How Advertisers Can Beat Bots
Recent press coverage estimates that fraudulent ad delivery costs the industry $400 million annually, and while that number is small in the face of an industry measured in the tens of billions, it is indicative of a persistent problem.
Bots are still generating Web traffic and delivering a glut of inventory to the marketplace – ad impressions that will never end up in front of a human being. No advertiser wants any of their budget to contribute to the millions lost to fraud.
Much of the conversation around fraud thus far has focused on the publisher side and how less-reputable sites flood exchanges with bot-driven inventory. These “ghost sites” are a problem, but by looking at fraud from an audience perspective, rather than a publisher’s lens, advertisers can defeat the bots.
One of the easiest methods to avoid bots is to work with others in a data co-op. Offline co-ops have allowed retailers to reach consumers for years. By pooling mailing lists and purchase information, direct mail advertisers could rest assured their catalog was going to a real person. Online, co-ops are great protection against fraud due in large part to the pooled data from several advertisers.
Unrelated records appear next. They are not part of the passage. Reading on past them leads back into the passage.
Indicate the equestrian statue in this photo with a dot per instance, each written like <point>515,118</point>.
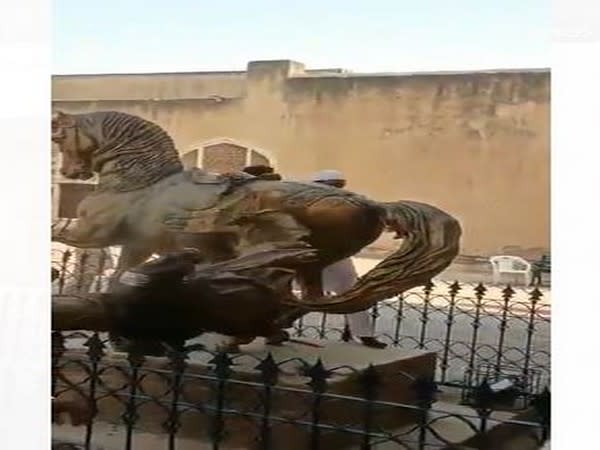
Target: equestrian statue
<point>147,203</point>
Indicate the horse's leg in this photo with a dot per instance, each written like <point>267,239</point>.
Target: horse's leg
<point>131,256</point>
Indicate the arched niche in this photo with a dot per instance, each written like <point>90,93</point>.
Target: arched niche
<point>224,155</point>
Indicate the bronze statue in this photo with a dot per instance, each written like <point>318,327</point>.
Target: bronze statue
<point>147,203</point>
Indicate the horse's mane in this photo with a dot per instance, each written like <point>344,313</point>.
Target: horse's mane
<point>142,152</point>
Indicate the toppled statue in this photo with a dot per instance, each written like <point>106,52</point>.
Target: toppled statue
<point>148,204</point>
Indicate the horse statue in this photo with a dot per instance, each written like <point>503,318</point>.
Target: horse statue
<point>147,203</point>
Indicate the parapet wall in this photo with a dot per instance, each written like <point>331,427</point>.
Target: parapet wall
<point>475,144</point>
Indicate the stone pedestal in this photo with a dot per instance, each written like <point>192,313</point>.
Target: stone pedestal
<point>243,416</point>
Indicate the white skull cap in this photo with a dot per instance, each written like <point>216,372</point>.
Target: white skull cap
<point>329,175</point>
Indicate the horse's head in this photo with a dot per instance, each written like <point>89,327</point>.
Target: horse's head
<point>75,146</point>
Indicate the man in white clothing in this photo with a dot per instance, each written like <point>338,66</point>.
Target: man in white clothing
<point>341,276</point>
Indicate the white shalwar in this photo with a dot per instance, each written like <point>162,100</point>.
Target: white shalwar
<point>337,279</point>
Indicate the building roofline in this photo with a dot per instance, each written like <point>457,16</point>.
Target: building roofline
<point>312,73</point>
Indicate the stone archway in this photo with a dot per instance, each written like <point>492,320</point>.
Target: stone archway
<point>225,155</point>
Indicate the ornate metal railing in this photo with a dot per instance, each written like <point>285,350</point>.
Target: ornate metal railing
<point>242,401</point>
<point>475,330</point>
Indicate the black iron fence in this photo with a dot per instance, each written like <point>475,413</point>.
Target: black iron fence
<point>477,331</point>
<point>244,401</point>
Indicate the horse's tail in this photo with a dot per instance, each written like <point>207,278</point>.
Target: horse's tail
<point>430,243</point>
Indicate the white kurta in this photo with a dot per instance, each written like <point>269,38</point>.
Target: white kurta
<point>337,279</point>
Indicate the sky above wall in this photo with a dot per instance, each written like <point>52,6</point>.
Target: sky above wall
<point>131,36</point>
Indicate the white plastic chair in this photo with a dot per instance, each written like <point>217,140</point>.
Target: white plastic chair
<point>510,264</point>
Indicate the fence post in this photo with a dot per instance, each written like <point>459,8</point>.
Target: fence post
<point>82,270</point>
<point>63,270</point>
<point>177,364</point>
<point>507,295</point>
<point>425,313</point>
<point>130,416</point>
<point>480,291</point>
<point>399,317</point>
<point>222,370</point>
<point>453,290</point>
<point>370,382</point>
<point>534,298</point>
<point>318,382</point>
<point>482,403</point>
<point>425,389</point>
<point>95,353</point>
<point>269,372</point>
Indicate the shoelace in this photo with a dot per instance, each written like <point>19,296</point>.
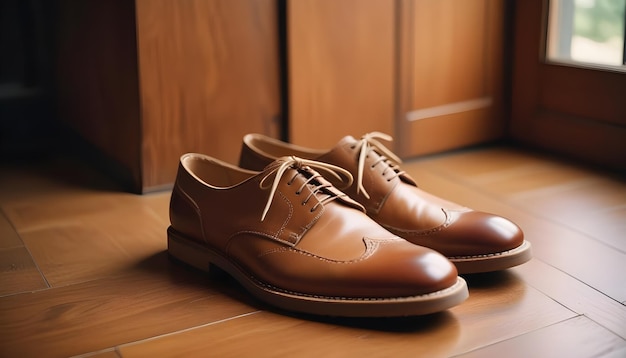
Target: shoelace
<point>304,167</point>
<point>370,142</point>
Through a shared cookie pool, it’s relatively easy to detect users who appear once on a site and never show up again across every site participating in the co-op. This “one-hit wonder” traffic pattern is an indicator of likely fraud, and easy to avoid.
Another easy way to avoid buying media against bot traffic is to utilize data sets that eliminate non-human traffic. Purchase data is a great place to start, especially for online retailers who often buy on a cost-per-click basis. Bots can go deep into the purchase funnel on a page, but can’t make a purchase, and likely never will have that ability.
By leveraging purchase data, advertisers mitigate the risk of tracking non-existent consumers. Past purchases are not only an indication of a living, breath human, but also a clear sign of interest in a specific product. Armed with this information, advertisers avoid bots while focusing on their best customers.
The other side of the coin with using data sets is identifying users that never make a purchase. Bots driving loads of traffic on one site will click frequently but never make a purchase. There is a chance, sometimes, that this pattern is the product of an indecisive consumer needing more time to finalize a purchase, but in most cases it indicates bot traffic.
The goal here is to identify which sites are driving the clicks. As the recent coverage has shown, suspect publishers are the primary source of ad fraud. It’s possible for reputable sites to get attacked by bots, but it’s far more common for a publisher to throw up a low-quality site, build ad space and run bots against that site to commit click fraud. This can fool a buying platform, unless that platform is looking for patterns in the traffic. When one site is pushing lots of inventory with a high-click rate and very few purchase details, it’s another indicator of fraud, and advertisers can avoid both that site and any cookies connected to the site.
The best way to defeat bots is a combination of the above methods, which requires constant segmentation of cookies to identify which sets exhibit a probability of bots. When users are filtered programmatically, it weeds out the potentially suspect inventory, giving advertiser access to only real-life humans. When matching those cookies to other data sources, advertisers can get great campaign results while eliminating any fear of fraud.